In March 2020, in response to the COVID-19 pandemic, The Orpheum canceled shows during March and April, including A Bronx Tale, prioritizing general public health and the safety of traveling performers.

== Paranormal occurrences ==
For more than 50 years, a variety of strange and unexplained incidents at the Orpheum have convinced many of the people who have been associated with the theater that the place is haunted. One of the Orpheum's most famous patrons is Mary, the ghost of a 12-year-old girl. Stories vary about how Mary's spirit came to stay at the Orpheum, but most suggest she was injured in an accident. Some scenarios include a 1921 car accident, while others say she was injured by a trolley in 1928 and carried inside, where she died.

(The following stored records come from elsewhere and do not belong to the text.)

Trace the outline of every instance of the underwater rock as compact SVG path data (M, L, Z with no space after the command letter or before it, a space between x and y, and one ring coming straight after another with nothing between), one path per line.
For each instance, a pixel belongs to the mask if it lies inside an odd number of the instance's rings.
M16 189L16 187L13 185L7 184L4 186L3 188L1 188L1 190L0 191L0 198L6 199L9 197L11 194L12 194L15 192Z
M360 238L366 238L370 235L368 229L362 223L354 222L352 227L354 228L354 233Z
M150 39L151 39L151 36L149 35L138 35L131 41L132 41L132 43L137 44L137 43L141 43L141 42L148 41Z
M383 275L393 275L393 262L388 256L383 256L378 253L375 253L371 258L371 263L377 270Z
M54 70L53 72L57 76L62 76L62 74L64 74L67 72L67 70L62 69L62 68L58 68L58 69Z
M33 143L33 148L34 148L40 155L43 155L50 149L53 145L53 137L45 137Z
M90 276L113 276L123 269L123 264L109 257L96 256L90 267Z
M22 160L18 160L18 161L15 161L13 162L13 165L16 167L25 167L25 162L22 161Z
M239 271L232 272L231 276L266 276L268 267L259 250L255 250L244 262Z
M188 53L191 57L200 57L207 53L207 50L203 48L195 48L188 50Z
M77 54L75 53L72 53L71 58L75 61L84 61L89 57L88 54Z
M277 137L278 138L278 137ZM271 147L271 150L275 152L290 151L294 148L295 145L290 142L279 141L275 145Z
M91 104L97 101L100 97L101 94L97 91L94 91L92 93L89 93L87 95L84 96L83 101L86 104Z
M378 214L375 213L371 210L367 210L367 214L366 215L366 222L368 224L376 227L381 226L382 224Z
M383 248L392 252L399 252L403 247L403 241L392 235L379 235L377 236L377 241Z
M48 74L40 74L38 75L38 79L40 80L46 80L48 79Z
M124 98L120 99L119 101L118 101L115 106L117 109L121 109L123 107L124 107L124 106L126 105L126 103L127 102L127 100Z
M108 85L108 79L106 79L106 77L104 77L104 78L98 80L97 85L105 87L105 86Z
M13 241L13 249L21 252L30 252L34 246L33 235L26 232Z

A group of paranormal researchers from the University of Memphis, then known as Memphis State University, found that a ghost does, as legend suggested, live in the Orpheum and call herself Mary. Using séances and a Ouija board, the researchers found a contrasting story to the more common legend of the streetcar incident. They believe the little girl died in 1921 in some sort of falling accident in the downtown area, which had nothing to do with the theater. According to the University of Memphis group, Mary "wandered into the Orpheum after her death, and she liked it. So she stayed."

Mary has consistently been described by witnesses to have braided brown hair and a white dress and is a little shy. Countless times over the past 50 years, performers have noticed a little girl in what looks like a school uniform sitting in a side box on the mezzanine. Her blank stare and ethereal appearance have upset some of those who have seen her. Yet, Mary is never known to have disrupted a performance.

Memphis historian Vincent Astor, along with other researchers and patrons, have claimed to be aware of as many as six other spirits inhabiting the Orpheum, including a male, known to some as David, who is waiting to escort Mary to the other side. Since she refuses to leave the beautiful old theater, however, he cannot leave either and is therefore spending eternity in the theater with her. Others include an "unhappy" spirit, referred to as Eleanor, in the foyer of the balcony. Astor described a cold feeling in the balcony – like putting "your hand in a tub full of raw liver" – but does not believe that Eleanor is a malevolent spirit.

Stories abound about flickering lights in the theatre, tools emptied into commodes, doors swinging open and shutting loudly – events that even spooked Yul Brynner while rehearsing for The King & I in 1982.